Record-Breaking Year for Georgetown Garden Tour Ticket Sales
By May 13, 2024 0 965
•More than 1,900 visitors were recorded attending and enjoying the 94th Annual Georgetown Garden Tour amid the centennial of the Georgetown Garden Club on May 11. It was a gorgeous day. Almost everyone The Georgetowner talked to was smiling, happy and relaxed. They had record-breaking sales for pre-sales as well as the day of the tour.
About half the visitors we talked to in the gardens (not a representative sample) were Georgetown residents; hardly anyone was there for the first time
“We love to do the tour every year” Robert Shafer said. “Love to see what our neighbors have planted.”
“We come to get ideas for our garden,” one visitor told The Georgetowner. He was taking dozens of photos. But one woman laughed and said, “Well, I find it fun to just get to see the gardens and homes that I don’t get to see otherwise. They are mostly hidden by high walls and fences.”
“We love seeing how the owners use their outdoor spaces,” another said. “For lounging, and relaxing, and outdoor eating. It’s almost transcendental.”
Although many of the gardens were small, many visitors remarked on their variety. “You never know what you are going to find,” one visitor said. “There are always surprises.” Some had few plantings but mainly artistic décor like a large vase or statue.
Still, the gardens everyone seemed to like the best were the two large ones with swimming pools and grass areas big enough for games, large lounge areas with cushiony furniture, outdoor kitchens and even large dining tables set with sturdy outdoor crockery in summery blues and aquas.
But what topped the favorite of all: an actual vegetable garden with cherry tomatoes all ready to pick, and a long row of pink-flowered strawberry plants full of fruit buds and on the wall behind it all, a spectacular green apple topiary that stretched for at least six feet along the back vegetable garden wall. That garden also had a wall of pink and yellow fragrant roses and beds of giant lavender allium that spilled over one side of the pool with other beds of snap dragons, bluebells and hibiscus imbedded in almost a ground cover of white new guinea impatiens.

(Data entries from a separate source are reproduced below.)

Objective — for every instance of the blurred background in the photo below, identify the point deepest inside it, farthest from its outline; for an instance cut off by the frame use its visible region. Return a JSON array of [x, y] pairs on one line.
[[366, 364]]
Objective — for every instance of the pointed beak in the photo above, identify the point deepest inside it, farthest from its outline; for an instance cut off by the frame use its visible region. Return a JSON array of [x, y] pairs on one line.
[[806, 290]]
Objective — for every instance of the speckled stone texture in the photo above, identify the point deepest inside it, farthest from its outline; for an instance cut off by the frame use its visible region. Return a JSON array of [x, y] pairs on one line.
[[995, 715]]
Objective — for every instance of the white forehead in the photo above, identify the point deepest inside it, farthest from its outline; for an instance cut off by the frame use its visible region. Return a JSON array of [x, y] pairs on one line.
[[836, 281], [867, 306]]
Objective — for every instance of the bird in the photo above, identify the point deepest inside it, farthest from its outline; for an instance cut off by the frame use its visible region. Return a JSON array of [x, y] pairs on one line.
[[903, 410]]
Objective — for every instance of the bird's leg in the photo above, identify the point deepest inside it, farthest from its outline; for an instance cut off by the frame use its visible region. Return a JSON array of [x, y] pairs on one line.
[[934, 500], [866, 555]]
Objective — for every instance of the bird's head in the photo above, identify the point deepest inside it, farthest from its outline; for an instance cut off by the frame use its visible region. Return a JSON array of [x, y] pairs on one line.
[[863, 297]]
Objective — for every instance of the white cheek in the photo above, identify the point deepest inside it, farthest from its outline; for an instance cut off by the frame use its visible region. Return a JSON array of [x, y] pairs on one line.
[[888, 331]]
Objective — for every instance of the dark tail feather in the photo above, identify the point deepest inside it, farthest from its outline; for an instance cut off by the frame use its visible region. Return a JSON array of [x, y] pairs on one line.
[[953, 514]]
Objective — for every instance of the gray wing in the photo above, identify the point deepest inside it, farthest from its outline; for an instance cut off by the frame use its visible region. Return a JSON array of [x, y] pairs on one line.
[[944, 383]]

“What do you plant for color?” popular Georgetown gardener Valentine Garcia was being asked as he docented one of the many gardens that he designs and maintains in Georgetown. The one he sat in had a pond and beds of varieties of colorful Fox Gloves.
The entrance to the other house with a pool was framed by what looked like perfectly formed (some ten feet tall) redwood trees with trunks of deep burnished bark a stark contrast with its dark evergreen foliage. “ ‘Cryptomeriaest’ it’s called,” said one of the many garden club docents who staffed each house. Just the right size for any gardener who wants an unusual and beautiful focal tree.
“Those are the ideas I come for,” concluded one awed guest.
Additional reportage by Leslie Jewett.